There was no talk of Elijah Creem or Josh Bergman. Bree already knew, and nobody else in the family needed to be worrying themselves about all that. We made sure to leave the TV off that morning, too.
“I want you to make an appointment with Dr. Finaly,” Nana told me, once the kids were in the hall, putting on their jackets. “You need to tend your own garden as well, mister.”
“Funny you should say that,” I told her. “I had the same thought.”
Adele Finaly is the shrink I see from time to time—sometimes more than others. She’s always there when I need a smart, objective opinion about my life, my work, my family—and most of all, about the habit those three things have of crashing into each other. First chance I got, I was going to put my figurative feet up on Adele’s couch. Just not today.
As soon as I dropped Ali and Jannie off for school, I circled back around to touch base with each of the street cops and Vice Unit detectives I’d been working with since Ava disappeared.

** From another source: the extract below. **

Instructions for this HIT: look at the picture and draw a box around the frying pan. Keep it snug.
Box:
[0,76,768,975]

Mostly it was an exercise in frustration. There was no new word anywhere. Things were starting to look worse, and I knew it. I told everyone the same thing. If they so much as spotted someone who looked like Ava, they were to put the grab on her and call me immediately. I’d come and take it from there.
The toughest calls were the ones I’d started making on the Prostitution Unit and their outreach teams. Like it or not, there was one very nasty and unavoidable possibility in all of this. With a drug habit, no money, and Ava’s family history, she might very well have started turning tricks by now—for cash, or for the drugs themselves, if she was desperate enough.
It ground me down every time I thought about it. The girl was fourteen years old! Was that unheard of? Not at all. Nobody knows better than me that life on the streets of DC can get pretty damn bleak.
But this was Ava. Our Ava. And nothing I did seemed to get me any closer to finding her.
I was starting to wonder if anything would.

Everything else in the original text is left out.